Na terça-feira (15/12), o Ministério Público Federal (MPF) ofereceu denúncia contra o governador afastado do Rio de Janeiro, Wilson Witzel, o pastor Everaldo, o ex-secretário de Saúde do Rio Edmar Alves dos Santos, empresários e advogados pelos crimes de corrupção ativa e passiva e lavagem de dinheiro por intermédio de organização criminosa.
Operação Kickback
A denúncia foi oferecida ao Superior Tribunal de Justiça (STJ) e está relacionada às investigações da Operação Kickback, na qual houve o cumprimento de dez mandados de busca e apreensão e dois mandados de prisão preventiva, de medidas cautelares e indisponibilidade de bens dos investigados.

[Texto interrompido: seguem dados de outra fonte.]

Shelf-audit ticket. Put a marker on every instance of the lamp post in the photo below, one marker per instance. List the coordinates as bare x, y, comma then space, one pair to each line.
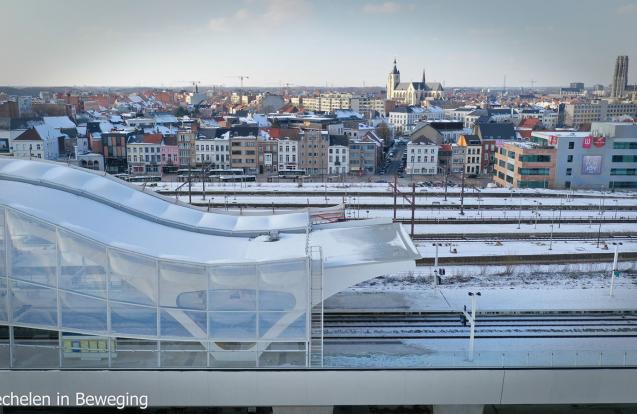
472, 321
551, 238
614, 271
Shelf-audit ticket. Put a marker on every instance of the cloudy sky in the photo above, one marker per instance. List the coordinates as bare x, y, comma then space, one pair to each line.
305, 42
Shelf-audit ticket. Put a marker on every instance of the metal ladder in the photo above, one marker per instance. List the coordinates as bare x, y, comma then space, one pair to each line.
316, 315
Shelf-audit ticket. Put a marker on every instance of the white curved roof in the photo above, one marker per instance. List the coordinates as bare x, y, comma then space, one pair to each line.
122, 216
109, 190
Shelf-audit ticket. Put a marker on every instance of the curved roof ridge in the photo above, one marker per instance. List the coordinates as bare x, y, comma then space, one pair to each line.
123, 196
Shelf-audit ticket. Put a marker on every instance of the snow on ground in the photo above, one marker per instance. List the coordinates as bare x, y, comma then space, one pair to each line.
524, 228
434, 203
521, 287
376, 187
521, 247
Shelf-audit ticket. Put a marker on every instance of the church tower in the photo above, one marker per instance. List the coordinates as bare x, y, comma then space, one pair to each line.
392, 81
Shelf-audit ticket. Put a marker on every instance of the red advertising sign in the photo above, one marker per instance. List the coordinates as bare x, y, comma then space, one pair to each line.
599, 141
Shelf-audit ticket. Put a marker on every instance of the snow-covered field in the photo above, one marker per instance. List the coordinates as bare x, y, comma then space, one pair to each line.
521, 247
375, 187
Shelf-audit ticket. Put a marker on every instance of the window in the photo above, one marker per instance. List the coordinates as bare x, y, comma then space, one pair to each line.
623, 171
624, 158
624, 145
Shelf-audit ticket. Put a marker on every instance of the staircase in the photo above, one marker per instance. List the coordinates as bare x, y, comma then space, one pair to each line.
316, 297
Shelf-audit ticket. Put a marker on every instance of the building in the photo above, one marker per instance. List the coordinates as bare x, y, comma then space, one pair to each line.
331, 102
112, 145
213, 153
411, 93
365, 154
604, 158
187, 149
338, 155
422, 157
547, 117
575, 89
313, 151
472, 153
438, 132
144, 154
495, 131
620, 78
102, 275
169, 152
267, 151
404, 118
38, 142
288, 153
524, 165
583, 114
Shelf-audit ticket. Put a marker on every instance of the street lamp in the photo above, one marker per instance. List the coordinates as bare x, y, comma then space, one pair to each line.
614, 270
472, 321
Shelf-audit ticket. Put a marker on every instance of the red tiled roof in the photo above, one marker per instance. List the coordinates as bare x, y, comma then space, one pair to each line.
29, 135
153, 138
529, 123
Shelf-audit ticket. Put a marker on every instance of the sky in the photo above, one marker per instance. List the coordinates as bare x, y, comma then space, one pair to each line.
318, 43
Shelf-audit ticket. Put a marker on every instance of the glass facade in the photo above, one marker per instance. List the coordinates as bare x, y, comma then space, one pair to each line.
67, 301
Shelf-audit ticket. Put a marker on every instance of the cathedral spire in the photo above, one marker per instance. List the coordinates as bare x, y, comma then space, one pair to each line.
395, 70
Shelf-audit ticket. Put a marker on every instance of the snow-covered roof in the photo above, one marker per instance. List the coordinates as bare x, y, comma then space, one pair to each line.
58, 122
120, 215
165, 119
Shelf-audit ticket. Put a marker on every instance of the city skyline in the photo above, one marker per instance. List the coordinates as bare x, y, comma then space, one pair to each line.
314, 44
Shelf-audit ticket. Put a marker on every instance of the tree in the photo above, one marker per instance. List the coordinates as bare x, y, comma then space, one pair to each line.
384, 132
181, 111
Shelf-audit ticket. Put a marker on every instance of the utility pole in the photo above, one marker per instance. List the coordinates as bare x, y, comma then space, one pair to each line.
464, 161
551, 239
413, 207
472, 321
614, 271
395, 194
446, 174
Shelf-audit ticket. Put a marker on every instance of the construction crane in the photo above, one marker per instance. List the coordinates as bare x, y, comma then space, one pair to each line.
195, 85
240, 77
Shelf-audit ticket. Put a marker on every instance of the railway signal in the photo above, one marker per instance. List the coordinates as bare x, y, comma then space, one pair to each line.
614, 271
472, 321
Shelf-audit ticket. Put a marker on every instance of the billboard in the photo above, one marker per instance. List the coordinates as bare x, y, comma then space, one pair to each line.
591, 165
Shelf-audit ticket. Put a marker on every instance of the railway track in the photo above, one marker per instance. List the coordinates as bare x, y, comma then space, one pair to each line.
420, 206
353, 193
581, 237
396, 326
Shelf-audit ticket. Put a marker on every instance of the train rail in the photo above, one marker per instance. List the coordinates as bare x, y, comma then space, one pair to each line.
396, 326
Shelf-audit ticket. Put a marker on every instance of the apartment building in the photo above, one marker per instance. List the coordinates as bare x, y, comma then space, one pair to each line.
313, 151
422, 157
186, 146
405, 118
214, 152
472, 154
578, 114
604, 158
288, 153
144, 154
243, 154
338, 155
267, 154
524, 165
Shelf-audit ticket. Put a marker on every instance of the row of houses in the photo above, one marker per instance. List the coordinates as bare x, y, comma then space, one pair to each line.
313, 151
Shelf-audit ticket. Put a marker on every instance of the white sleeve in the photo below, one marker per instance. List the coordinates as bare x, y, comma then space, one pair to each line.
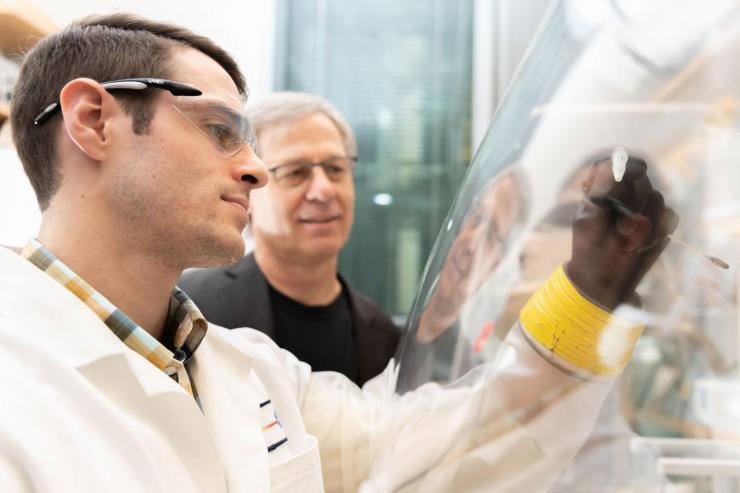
510, 425
12, 477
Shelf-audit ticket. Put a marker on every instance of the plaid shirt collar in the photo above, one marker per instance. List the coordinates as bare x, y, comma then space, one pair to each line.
185, 327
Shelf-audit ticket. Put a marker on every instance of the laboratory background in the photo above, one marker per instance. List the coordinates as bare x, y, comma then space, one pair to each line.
478, 112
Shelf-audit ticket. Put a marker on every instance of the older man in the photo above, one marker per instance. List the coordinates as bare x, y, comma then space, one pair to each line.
133, 137
289, 286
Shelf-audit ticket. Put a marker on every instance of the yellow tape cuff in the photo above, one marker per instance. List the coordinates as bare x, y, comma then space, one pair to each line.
575, 330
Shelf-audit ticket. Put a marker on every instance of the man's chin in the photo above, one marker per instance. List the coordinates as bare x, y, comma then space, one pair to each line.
219, 253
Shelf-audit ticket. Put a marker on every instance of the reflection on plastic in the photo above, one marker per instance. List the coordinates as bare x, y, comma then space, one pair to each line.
523, 346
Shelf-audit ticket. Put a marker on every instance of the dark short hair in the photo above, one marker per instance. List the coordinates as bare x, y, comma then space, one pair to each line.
100, 47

Entretanto, além da condenação dos denunciados, o MPF requereu ao STJ a perda da função pública, em especial, para Wilson Witzel, e indenização por danos morais no valor mínimo de R$106,7 milhões, o dobro do montante desviado e lavado pelos denunciados.
Denúncia
De acordo com a denúncia, no período de 08 de julho de 2019 a 27 de março de 2020, Wilson Witzel, teria se utilizado do cargo de governador do Rio de Janeiro, em ao menos 11 oportunidades, onde solicitou, aceitou promessa e recebeu vantagens indevidas no valor de R$ 53.366.735,78, agindo em conluio com pastor Everaldo, Edmar Santos e o empresário Edson da Silva Torres.

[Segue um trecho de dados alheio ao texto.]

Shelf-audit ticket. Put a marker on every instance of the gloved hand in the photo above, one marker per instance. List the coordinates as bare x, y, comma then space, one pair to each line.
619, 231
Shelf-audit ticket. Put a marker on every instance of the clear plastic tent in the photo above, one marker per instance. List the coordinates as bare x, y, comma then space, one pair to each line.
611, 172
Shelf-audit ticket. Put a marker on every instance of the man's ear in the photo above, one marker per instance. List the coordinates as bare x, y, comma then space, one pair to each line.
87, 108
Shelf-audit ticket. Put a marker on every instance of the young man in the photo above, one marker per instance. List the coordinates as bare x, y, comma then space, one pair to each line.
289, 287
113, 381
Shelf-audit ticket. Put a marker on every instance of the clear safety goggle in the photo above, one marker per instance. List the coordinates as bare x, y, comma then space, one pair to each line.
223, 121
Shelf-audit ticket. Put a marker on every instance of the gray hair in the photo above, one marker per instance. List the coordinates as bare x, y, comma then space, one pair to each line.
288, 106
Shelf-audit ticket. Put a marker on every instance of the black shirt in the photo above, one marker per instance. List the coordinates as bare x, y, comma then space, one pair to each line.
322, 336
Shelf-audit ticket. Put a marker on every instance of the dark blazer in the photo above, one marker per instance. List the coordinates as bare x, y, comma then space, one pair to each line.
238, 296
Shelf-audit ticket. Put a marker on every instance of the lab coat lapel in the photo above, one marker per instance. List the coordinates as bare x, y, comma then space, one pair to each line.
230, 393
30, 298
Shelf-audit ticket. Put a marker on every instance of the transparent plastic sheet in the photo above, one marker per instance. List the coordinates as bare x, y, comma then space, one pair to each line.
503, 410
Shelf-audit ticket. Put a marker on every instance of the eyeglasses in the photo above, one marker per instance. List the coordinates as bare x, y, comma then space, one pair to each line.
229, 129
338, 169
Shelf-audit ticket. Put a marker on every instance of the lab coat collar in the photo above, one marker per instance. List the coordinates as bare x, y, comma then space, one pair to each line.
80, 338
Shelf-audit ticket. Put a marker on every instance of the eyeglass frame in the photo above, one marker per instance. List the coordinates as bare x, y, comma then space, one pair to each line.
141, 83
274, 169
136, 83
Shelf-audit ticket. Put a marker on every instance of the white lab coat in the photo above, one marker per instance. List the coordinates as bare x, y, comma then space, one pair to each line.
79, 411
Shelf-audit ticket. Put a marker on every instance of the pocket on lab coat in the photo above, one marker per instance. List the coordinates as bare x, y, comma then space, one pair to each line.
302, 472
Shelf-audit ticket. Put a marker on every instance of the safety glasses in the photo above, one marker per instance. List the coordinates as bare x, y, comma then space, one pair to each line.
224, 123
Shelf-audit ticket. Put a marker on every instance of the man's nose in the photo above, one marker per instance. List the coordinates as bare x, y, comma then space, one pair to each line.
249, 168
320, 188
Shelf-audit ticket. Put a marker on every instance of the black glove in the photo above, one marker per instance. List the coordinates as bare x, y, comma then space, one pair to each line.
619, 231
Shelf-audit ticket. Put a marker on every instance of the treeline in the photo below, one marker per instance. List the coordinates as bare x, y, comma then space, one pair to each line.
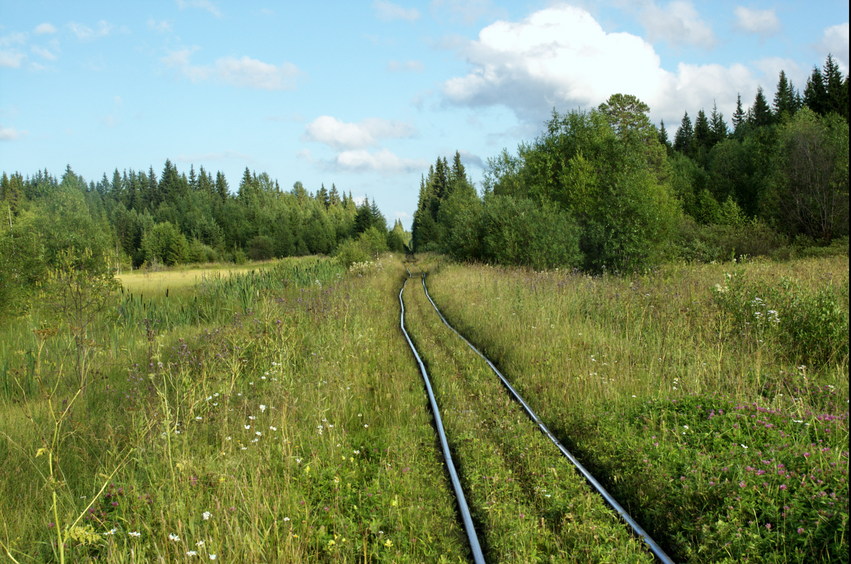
607, 190
139, 218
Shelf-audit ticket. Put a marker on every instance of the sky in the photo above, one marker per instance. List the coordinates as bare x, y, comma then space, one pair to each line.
366, 94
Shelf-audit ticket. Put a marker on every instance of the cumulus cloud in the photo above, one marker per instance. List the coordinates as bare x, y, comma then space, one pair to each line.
11, 59
388, 12
45, 28
402, 66
677, 23
382, 160
561, 57
205, 5
761, 22
87, 33
44, 53
835, 41
243, 71
10, 133
345, 135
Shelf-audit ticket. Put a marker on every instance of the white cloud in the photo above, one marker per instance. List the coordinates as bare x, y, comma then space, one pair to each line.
384, 161
678, 23
561, 57
467, 11
835, 41
200, 4
388, 11
10, 133
45, 28
401, 66
11, 59
43, 53
761, 22
237, 71
345, 135
163, 26
86, 33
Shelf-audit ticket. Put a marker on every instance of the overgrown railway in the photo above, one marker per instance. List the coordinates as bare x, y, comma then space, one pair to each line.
496, 436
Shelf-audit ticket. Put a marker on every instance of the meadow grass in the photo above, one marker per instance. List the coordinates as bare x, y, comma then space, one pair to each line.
290, 428
528, 502
696, 409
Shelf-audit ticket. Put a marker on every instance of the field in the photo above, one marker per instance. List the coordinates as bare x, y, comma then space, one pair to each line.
278, 415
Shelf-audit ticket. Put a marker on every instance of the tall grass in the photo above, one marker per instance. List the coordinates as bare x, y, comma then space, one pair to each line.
723, 430
276, 419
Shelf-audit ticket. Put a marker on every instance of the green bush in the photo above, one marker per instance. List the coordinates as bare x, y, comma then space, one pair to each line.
807, 326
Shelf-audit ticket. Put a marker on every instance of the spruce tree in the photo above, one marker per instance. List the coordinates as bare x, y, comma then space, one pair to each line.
759, 114
684, 138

Além disso, o grupo teria tido o auxílio dos advogados Wagner Bragança e Juliana Nunes Vieira Leite e do operador financeiro Victor Hugo Amaral Cavalcante Barroso.

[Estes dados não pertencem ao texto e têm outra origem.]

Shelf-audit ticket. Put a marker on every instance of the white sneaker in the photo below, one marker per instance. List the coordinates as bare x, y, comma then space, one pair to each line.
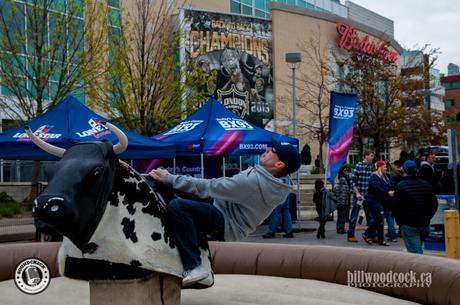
207, 281
195, 275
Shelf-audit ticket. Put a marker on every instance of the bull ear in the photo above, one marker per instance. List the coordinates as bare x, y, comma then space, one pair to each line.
51, 149
122, 139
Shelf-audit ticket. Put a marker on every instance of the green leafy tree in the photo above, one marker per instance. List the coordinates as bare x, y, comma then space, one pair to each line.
44, 56
147, 82
313, 87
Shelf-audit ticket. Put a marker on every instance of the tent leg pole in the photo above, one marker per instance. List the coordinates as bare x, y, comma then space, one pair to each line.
223, 166
299, 221
202, 166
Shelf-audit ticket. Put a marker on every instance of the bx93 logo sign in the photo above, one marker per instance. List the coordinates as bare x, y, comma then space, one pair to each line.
234, 124
185, 127
343, 112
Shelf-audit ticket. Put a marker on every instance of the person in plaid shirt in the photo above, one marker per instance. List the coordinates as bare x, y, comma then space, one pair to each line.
359, 183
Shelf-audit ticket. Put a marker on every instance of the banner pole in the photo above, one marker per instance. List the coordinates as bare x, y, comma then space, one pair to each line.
202, 165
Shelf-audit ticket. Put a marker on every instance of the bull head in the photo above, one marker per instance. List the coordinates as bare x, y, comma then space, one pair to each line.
79, 185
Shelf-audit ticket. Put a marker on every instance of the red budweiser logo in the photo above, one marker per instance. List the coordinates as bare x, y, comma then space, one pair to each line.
350, 40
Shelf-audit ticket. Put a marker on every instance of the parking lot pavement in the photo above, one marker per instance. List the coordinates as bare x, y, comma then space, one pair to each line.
306, 235
23, 229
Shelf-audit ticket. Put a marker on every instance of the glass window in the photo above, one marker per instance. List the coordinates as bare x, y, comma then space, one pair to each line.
260, 4
450, 103
247, 10
113, 3
235, 7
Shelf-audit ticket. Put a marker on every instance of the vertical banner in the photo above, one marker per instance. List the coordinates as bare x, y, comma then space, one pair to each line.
341, 119
235, 55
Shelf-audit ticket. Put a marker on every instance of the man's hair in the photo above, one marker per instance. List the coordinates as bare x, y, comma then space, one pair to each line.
367, 153
411, 171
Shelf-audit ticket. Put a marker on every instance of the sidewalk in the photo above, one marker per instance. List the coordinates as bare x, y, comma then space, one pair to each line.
23, 229
17, 229
332, 238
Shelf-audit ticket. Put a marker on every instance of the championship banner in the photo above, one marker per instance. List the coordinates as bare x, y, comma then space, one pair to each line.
235, 55
341, 119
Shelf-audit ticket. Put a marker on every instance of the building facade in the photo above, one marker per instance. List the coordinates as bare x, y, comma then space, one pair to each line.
295, 23
452, 101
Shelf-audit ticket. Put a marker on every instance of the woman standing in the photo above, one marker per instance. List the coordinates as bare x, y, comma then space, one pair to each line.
342, 193
376, 198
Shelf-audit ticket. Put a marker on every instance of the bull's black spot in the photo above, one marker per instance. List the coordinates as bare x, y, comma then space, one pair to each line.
135, 263
90, 248
156, 236
129, 229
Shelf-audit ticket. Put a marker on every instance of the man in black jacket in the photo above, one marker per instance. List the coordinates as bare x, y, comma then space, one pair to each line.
414, 205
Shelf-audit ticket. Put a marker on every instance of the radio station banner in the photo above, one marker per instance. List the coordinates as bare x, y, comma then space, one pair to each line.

A propina teria sido paga pelo empresário José Mariano Soares de Moraes, com a intenção de obter facilidades no pagamento de valores inscritos em restos a pagar devidos pela Secretaria de Saúde à organização social Hospital e Maternidade Therezinha de Jesus. Todos os envolvidos foram denunciados.
Crimes de corrupção
Ainda conforme a denúncia, assinada pela subprocuradora-geral da República Lindôra Araújo, o MPF salienta que o grupo, de modo consciente e voluntário, e com unidades de desígnio, ocultou e dissimulou a natureza, a origem, a localização, a disposição, a movimentação e a propriedade dos mais de R$ 53,3 milhões “por intermédio de organização criminosa, convertendo em ativos lícitos o produto de crimes de corrupção e distanciando o dinheiro de sua origem ilícita, mediante a simulação de contrato de advocacia entre o escritório Nogueira & Bragança Advogados Associados, de Wagner Bragança, e o Hospital e Maternidade Therezinha de Jesus, de José Mariano Soares de Moraes”.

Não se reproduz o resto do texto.